封じ込め成功の理由は強権だけではない

 新型コロナウイルスの感染拡大状況は国によってさまざまだが、欧米に比べるとある程度感染の抑制・制御が効いているのがアジア諸国である。その中でも中国では、他の多くの国で発生している「第2波」を回避するなど、感染拡大の出発点だったとは思えない成功を収めている(とされる)。

 その背景には、人々の行動に強力な制限を加えることができる社会体制があることは間違いないが、それと同時に指摘されるのが、本書で紹介されているような徹底したITの活用である。マスクや医療物資の不足には、ECサイト各社が旗振り役となって、転売や買い占めを防ぎながら適正流通を確保。突貫工事で作られた病院には、5Gを活用した遠隔医療の仕組みを導入した。人々の健康状態はモバイルアプリで管理され、これを“通行手形”をして利用することで感染を抑制する。ドローンによる医療物資の運搬や消毒薬の散布、外出中の人に対する警告なども行われた。日本でそのまま導入できるシステムは少なくとも、アイデアやコンセプトは先行事例として参考になるものも多い。
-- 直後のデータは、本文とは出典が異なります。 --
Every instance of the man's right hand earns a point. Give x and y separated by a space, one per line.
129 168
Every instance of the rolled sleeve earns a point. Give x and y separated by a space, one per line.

 また、本書の著者はガジェットから社会システムに至るまで中国ITに精通しており、中国最新IT動向の入門書としても興味深く読める。非常時のIT導入が速かった理由として、誰もが日常的に使う多数の便利なサービスが社会基盤として根付いており、その「積み立て」の上にコロナ対策のシステムが築かれたから、という指摘は示唆に富んでいる。(螺)
 


『中国のITは新型コロナウイルスにどのように反撃したのか?』
山谷剛史 著
星海社 刊(860円+税)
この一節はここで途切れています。